Para el economista en tiempos, como el actual, de caída de rentabilidad, es “riesgoso” empujar hacia arriba el tipo de cambio ya que puede ser trasladado a los precios. “Si el gobierno no descomprime la desconfianza sobre la economía no logrará frenar la especulación”, enfatiza.

- ¿Cuánto hay de impacto de la crisis internacional y cuánto de ingredientes propios en la desaceleración de la economía argentina?

- El gobierno ha tenido poca consistencia en la política económica en los últimos tiempos y contribuyó en mucho a la desaceleración. La crisis internacional venía llegando, ya había caída de precios de las commodities y se notaba una baja en el mercado de las exportaciones, pero con la decisión de estatizar las AFJP provocó un cambio brutal de expectativas. Aceleró la caída, la precipitó.

- ¿Cómo impacta esto en las proyecciones de Abeceb.com para 2009?

- Antes de todo esto esperábamos un rango de crecimiento de alrededor de tres por ciento. Con un arrastre de dos o 2,5 y muy poco más se llegaba a esa cifra. Hoy la estimación cambió. El crecimiento no superará 1,5 por ciento del PIB por esta forma de de-

saceleración caótica en la que ingresó la Argentina.

- ¿Sirven las medidas anunciadas por el gobierno?

- El paquete de financiamiento apunta a sostener el primer nivel de la demanda que venía cayendo de manera importante en bienes durables y a recomponer el crédito, a generar mayor nivel de liquidez para sectores industriales y comerciales que venían soportando aumentos de tasas por arriba de 30 por ciento y acortando la cadena de pagos. El nivel de confianza del consumidor será clave para recomponer la demanda. Si no se recompone ese nivel, por más que haya financiamiento disponible, no se avanzará. La velocidad de implementación del programa también será clave para ver sus resultados.

- En algunos sectores da la impresión que las empresas están sobreajustando, ¿puede que sea así?

- El sector privado asume que el ajuste viene por su lado. Sigue semana a semana cómo viene la demanda agregada para, en base a esos datos, definir su plan productivo. Está tratando de armar su cash-flow hasta marzo y entonces volverán a hacer las cuentas para definir. No hay ley ni resolución que pueda frenar las decisiones de achique si la demanda no levanta. Si no se toman, se llevan la empresa. Se ha invertido mucho en capacitar y formar mano de obra y la intención es mantenerla.

- Algunos de sus colegas plantean que el superávit comercial, uno de los pilares del modelo, desaparecerá. ¿Coincide?

- Hay que seguir de cerca lo que sucede con las cantidades y los precios de exportación.

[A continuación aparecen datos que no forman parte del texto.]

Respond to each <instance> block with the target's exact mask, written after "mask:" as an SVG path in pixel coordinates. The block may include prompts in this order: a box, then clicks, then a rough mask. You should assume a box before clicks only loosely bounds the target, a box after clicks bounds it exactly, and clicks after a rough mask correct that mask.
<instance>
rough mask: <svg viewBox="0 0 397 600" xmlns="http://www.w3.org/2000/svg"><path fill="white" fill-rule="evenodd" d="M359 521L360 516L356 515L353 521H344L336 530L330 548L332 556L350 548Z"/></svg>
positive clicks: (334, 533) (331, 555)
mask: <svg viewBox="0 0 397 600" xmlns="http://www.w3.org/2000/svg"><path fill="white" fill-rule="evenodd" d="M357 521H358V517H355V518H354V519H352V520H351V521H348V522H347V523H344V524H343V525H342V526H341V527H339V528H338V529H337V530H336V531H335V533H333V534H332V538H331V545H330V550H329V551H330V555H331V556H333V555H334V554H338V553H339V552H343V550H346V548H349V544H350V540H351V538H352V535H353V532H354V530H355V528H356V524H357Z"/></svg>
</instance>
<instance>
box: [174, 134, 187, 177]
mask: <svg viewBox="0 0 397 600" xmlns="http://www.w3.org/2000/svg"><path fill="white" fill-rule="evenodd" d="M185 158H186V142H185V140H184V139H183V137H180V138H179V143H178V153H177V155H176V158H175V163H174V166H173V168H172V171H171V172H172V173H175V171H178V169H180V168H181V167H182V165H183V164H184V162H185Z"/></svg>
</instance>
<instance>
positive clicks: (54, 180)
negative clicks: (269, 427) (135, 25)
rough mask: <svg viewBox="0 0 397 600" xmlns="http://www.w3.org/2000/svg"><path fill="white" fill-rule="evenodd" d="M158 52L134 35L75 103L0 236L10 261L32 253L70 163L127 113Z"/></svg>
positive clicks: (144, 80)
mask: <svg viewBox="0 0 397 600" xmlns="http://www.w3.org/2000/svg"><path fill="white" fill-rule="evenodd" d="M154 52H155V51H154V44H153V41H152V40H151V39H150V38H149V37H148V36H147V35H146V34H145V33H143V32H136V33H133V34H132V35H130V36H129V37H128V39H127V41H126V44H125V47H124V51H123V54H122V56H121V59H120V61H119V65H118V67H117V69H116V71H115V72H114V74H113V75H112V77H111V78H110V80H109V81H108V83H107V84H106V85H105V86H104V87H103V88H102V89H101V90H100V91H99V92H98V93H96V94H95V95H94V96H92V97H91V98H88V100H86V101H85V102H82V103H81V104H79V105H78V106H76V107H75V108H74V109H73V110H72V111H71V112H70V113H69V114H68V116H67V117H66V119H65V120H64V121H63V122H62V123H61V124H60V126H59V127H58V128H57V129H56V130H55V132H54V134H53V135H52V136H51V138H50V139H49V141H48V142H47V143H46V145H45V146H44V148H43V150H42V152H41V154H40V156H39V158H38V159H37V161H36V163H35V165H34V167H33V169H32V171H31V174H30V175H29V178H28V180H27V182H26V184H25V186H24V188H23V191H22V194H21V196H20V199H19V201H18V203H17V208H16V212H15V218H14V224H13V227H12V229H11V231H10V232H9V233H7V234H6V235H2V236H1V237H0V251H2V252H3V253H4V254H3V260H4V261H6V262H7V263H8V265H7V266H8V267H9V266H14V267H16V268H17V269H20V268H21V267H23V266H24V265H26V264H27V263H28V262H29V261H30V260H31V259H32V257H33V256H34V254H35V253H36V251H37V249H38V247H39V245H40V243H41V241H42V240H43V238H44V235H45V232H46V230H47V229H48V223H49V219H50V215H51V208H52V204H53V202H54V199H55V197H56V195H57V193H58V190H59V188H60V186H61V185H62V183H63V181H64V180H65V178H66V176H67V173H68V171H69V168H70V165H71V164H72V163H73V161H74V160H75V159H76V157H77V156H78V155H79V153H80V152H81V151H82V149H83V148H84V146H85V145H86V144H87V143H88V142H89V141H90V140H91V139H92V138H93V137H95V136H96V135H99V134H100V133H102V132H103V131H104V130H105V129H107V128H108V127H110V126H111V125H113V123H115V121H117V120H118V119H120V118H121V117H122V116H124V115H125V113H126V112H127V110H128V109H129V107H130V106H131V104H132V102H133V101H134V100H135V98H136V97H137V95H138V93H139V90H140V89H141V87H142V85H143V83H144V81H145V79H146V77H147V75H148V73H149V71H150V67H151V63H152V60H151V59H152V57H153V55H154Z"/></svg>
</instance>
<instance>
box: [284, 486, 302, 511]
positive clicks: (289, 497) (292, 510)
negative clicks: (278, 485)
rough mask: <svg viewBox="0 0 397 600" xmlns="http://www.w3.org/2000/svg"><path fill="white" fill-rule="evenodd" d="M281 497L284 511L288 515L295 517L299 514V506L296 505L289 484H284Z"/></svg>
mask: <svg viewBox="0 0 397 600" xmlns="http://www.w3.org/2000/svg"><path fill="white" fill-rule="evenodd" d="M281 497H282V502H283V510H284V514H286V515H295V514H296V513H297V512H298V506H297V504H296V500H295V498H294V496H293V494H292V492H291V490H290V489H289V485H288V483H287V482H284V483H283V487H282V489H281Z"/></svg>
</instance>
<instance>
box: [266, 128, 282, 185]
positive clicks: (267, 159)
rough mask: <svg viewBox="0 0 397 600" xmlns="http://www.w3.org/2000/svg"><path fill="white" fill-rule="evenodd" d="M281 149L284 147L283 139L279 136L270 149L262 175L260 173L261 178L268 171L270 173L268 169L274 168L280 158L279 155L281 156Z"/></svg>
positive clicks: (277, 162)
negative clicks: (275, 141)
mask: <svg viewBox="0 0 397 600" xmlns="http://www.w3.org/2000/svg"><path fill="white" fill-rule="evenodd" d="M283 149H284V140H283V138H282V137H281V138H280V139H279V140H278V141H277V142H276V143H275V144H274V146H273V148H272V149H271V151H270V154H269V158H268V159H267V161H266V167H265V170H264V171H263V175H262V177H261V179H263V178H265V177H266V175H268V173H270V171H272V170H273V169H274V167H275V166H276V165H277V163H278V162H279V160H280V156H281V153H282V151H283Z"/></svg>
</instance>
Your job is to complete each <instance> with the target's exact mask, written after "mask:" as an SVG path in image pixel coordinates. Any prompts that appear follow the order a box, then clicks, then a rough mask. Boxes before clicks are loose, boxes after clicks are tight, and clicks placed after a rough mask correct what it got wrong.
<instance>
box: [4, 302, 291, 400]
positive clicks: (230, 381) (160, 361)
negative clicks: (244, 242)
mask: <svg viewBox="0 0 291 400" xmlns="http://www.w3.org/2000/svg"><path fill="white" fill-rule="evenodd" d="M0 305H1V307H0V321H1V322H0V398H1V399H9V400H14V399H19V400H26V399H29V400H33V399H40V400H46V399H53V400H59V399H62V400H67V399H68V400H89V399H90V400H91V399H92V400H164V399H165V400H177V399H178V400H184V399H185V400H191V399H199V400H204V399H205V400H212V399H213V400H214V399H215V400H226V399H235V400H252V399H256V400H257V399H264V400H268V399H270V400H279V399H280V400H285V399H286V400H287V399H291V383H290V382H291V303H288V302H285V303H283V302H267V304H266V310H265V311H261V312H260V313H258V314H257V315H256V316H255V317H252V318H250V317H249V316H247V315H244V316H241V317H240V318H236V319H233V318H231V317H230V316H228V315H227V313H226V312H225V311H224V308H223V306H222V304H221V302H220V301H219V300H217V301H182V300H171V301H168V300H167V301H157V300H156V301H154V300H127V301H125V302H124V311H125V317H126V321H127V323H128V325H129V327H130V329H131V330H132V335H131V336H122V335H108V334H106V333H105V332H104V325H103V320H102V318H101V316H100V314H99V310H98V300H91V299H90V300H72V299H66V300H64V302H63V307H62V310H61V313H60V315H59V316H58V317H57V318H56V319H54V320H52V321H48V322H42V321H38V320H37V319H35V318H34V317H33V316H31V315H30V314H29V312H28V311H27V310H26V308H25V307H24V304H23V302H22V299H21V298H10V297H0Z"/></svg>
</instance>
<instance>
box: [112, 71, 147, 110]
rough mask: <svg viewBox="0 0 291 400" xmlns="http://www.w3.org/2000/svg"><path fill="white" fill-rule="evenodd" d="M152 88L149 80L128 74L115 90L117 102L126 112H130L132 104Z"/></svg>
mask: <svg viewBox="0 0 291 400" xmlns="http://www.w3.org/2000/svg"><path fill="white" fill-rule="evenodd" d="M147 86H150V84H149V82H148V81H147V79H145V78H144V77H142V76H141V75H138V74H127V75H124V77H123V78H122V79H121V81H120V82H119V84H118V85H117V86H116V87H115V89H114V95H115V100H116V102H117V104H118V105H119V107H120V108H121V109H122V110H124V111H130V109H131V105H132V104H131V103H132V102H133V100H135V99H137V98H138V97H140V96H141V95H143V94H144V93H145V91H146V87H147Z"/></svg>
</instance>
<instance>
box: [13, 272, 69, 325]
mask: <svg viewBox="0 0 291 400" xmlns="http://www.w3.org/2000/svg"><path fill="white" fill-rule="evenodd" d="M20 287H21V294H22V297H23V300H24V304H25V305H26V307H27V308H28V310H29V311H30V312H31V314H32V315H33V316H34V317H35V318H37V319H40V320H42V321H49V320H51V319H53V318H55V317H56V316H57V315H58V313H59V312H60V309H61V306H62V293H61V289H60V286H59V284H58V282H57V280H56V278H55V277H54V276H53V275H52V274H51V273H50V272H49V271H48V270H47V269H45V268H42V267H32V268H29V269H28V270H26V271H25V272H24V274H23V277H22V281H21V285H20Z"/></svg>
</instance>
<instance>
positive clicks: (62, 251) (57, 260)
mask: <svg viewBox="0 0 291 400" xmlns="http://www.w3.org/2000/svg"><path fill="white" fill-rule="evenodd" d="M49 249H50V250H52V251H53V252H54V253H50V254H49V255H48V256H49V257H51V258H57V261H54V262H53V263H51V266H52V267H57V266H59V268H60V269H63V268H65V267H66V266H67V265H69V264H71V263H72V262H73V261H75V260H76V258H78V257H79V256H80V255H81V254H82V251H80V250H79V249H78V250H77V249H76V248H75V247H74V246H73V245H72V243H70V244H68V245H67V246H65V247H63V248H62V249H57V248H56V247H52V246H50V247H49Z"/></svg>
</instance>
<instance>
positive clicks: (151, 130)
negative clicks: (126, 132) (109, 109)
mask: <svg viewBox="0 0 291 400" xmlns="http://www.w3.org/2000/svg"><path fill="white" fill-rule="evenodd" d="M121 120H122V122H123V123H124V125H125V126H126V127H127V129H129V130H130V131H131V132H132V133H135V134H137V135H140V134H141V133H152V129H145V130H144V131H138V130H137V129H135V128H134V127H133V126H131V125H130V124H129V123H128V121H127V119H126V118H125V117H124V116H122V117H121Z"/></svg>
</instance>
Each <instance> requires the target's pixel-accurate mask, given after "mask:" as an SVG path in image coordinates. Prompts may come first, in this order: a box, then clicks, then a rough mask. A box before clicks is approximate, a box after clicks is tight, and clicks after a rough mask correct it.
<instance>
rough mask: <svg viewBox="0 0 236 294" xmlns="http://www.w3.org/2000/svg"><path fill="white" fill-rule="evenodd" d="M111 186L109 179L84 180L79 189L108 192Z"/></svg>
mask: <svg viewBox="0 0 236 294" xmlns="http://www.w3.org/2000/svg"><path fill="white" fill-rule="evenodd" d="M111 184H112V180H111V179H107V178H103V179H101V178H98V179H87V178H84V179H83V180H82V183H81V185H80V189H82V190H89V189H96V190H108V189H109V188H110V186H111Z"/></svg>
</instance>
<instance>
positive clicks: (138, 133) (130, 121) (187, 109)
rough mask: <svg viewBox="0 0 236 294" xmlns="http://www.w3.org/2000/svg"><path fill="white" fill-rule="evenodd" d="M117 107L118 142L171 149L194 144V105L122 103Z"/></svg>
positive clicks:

Este año el efecto precios fue muy fuerte y explica buena parte del superávit. El agro en 2009 tendrá una cosecha similar (menos trigo y soja y más maíz), pero con exportaciones a menores precios; las exportaciones de manufacturas industriales caerán. Hay que ver cómo se mueven los precios relativos de los principales productos que exportamos. El mejor escenario nos estaría dejando un superávit de entre 3.500 y 4 mil millones de pesos.

- ¿Se perdieron mercados?

- Algunos se resintieron por los problemas de competitividad. No podemos ocultar que esos inconvenientes estaban antes de la crisis. Y generaban pérdidas con Chile o México, por ejemplo. Pero el crecimiento de los precios era tal que tapaba esas luces amarillas.

- Los industriales reclaman un tipo de cambio más alto como parte de la solución…

- En esta etapa de desaceleración y caída de rentabilidad es un poco riesgoso tirar hacia arriba el tipo de cambio porque puede trasladarse a precios. Si el gobierno no descomprime la confianza que hay sobre la economía, no logrará frenar la especulación.

- ¿Y el resto de las medidas, como la moratoria y el blanqueo de capitales, ayudará?

- Todo el paquete es oportunismo. Busca recaudar más. Todo tiene una mirada de caja, una mirada fiscal. Son medidas que ayudarían en un período de salida de una recesión pero estamos en el proceso inverso, entrando a una. Todo le suma a la caja.